Frieden, who now directs the non-profit Resolve to Save Lives, gained extensive experience overseeing responses to the H1N1 influenza, Ebola and Zika epidemics while running the CDC. But the importance of contact tracers was brought home to him many years earlier in New York City. I did post-doctoral research in 1999 comparing two epidemics of resurgent multi-drug-resistant tuberculosis (MDR-TB) - one in New York City and one in Lima, Peru. I learned that Frieden, while working in the CDC's Epidemic Intelligence Service in 1991, helped demonstrate that MDR-TB was widespread in many poor neighborhoods of New York City, a finding that spurred the mayor to replace city health officials who had ignored mounting signs of the epidemic.

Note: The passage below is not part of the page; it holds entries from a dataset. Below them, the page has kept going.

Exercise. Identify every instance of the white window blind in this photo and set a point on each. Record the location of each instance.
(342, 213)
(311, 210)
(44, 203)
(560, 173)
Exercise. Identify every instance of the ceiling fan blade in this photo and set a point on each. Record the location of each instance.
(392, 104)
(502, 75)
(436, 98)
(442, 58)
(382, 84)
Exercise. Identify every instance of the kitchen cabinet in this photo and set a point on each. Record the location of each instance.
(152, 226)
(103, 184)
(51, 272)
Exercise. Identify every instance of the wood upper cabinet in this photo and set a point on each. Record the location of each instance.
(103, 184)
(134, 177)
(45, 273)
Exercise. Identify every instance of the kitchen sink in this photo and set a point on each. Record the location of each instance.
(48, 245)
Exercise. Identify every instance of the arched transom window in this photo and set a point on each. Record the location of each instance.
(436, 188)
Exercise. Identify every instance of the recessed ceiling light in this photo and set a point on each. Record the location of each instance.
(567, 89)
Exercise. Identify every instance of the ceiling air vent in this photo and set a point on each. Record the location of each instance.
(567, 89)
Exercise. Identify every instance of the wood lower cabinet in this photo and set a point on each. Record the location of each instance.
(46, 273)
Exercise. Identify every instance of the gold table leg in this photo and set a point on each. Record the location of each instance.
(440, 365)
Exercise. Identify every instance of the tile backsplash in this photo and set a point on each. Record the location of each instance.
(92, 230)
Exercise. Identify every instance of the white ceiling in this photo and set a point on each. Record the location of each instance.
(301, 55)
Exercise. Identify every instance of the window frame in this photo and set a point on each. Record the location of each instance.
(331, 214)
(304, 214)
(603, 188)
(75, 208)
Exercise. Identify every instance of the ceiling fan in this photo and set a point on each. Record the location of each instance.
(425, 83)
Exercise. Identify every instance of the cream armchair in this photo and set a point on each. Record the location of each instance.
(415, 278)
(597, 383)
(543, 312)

Frieden was appointed to lead the city's tuberculosis division and later credited for innovative policies thar brought the deadly outbreak under control. One key initiative was the hiring and training of community health workers (who did not have professional degrees) to do outreach, track cases and administer doses of anti-TB drugs, effectively cutting the chain of contagion and drug-resistance.
Community health workers were also the key to controlling MDR-TB in Peru. TB drug resistance was first identified in a barrio of Lima in the late 1990s by the Boston-based non-profit Partners in Health (PIH). Drs. Paul Farmer and Jim Yong Kim, who directed PIH, built a program at an urban clinic in Lima to address the deadly outbreak using a similar strategy of outreach and treatment with lay workers doing home visits and social programming with patients. In both the New York and Lima epidemics, a training staple for successful community outreach was cultural sensitivity and a willingness to establish relationships and trust with patients and their families. PIH's Peru work helped established a model for treating MDR-TB outbreaks in low-income countries.
PIH is now applying that experience to COVID-19 in Massachusetts where the health department recently contracted with PIH to hire 1,000 fulltime community health workers as half of a 2,000 person contingent who will do contact tracing statewide. Another model may be California which has invested in a well-designed disease tracking system, and now aims to combine hired staff and volunteers to ramp up to 10,000 contact tracers.
Since April 1 new US cases per day have exceeded 20,000 on every day except one, and have ranged as high as 38,000. Epidemic models predict the infection will continue to spread across the country in the months ahead, producing not hundreds of thousands, but millions of new infections, especially in places where social distancing is lax. Many states project using new electronic tracing systems for COVID-19 exposure which have been heavily hyped by tech companies, such as Google and Apple. But even if the serious privacy concerns raised by these apps are resolved, such systems will only be an aid, not a replacement for humans who follow-up with contacts exposed to the virus.
The work of a contact tracer, ideally hired from the same area where he or she would serve, starts with interviewing infected patients and following leads to find people that person was recently in contact with. These workers then help arrange testing for new contacts, advise them on self-isolation, and assist those who become sick with treatment and access to humane quarantine options like hotel rooms or other facilities for patients in crowded households so as to avoid infecting immune-compromised or elderly members. Support for patients in quarantine would include food and daily follow-up on medical needs. This level of support is the only way to prevent super-spreader events--such as the widely reported outbreaks at funerals or nursing homes that contributed to the US having a quarter of all reported cases globally.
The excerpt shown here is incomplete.